The ServerProxy can be imported from xmlrpclib (Python 2.x) or from xmlrpc.client (Python 3.x).

The ulif.openoffice XML-RPC server provides the following methods:

>>> server.system.listMethods()     
['convert_locally', 'get_cached', 'system.listMethods',
 'system.methodHelp', 'system.methodSignature']

If the server is running on the same machine as the client, i.e. both components can access the same filesystem, then convert_locally() is the fastest method to convert documents via XMLRPC.

convert_locally takes as arguments a path to a source document and a dictionary of options:

>>> with open('sample.txt', 'w') as fd:
...      num = fd.write('Some Content')
>>> result = server.convert_locally('sample.txt', {})
>>> pprint(result)              
['/.../sample.html.zip',
 '78138d2003f1a87043d65c692fb3a64b_1_1',
 {'error': False, 'oocp_status': 0}]

The result consists of a result path, a cache key and a dict with metadata: (<PATH>, <CACHE_KEY>, <METADATA>).

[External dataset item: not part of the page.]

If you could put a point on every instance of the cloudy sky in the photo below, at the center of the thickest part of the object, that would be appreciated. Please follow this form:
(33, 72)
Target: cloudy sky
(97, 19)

The result path will be in a newly created directory.

Note

It is up to you to remove the result directory after usage.

Here the result is a ZIP file that includes any CSS stylesheets, images, etc. generated. You can retrieve an non-zipped version by setting options to something like:

{'oocp-out-fmt': 'html', 'meta-procord': 'oocp'}

which tells the converter to run only the core converter (no post processing, etc.) and to generate HTML output.

The cache key is None if the XMLRPC server were configured without a cache. This can be modified in xmlrpc.ini.

The metadata dict contains especially infos about errors happened during processing. You can normally ignore it, as failed conversions will be signalled by an xmlrpclib.Fault result.

To produce different results, you can pass in different options dict. In the example above we simply used the default (an empty dict), but we can also produce a PDF file:

>>> options = {'oocp-out-fmt': 'pdf', 'meta-procord': 'oocp'}
>>> result = server.convert_locally('sample.txt', options)
>>> pprint(result)             
['/.../sample.pdf',
 '78138d2003f1a87043d65c692fb3a64b_1_2',
 {'error': False, 'oocp_status': 0}]

Here we used the options oocp-out-fmt and meta-procord. The first one tells LibreOffice to produce PDF output and the latter option tells to call only the oocp processor.

See ulif.openoffice.processor for the names and options of different document processors. You can also run the commandline client:

(py27) $ oooclient --help

to get a list of all supported options. Please note, that option keys must be provided without leading dash.

Retrieving Cached Docs via XMLRPC

Beside converting new docs we can also retrieve already cached docs via XMLRPC using the get_cached() method. For this we need the cache key provided in a conversion result.

>>> result = server.get_cached('78138d2003f1a87043d65c692fb3a64b_1_2')
>>> result                      
'/.../sample.pdf'

Of course this works only, if the XMLRPC server runs on the same machine as the client but the operation is pretty fast compared to converting.

Note

The result path is located inside the cache! The result file is therefore part of the cache and should not be modified! Instead please copy the file to an outside cache location or your cache will get corrupted.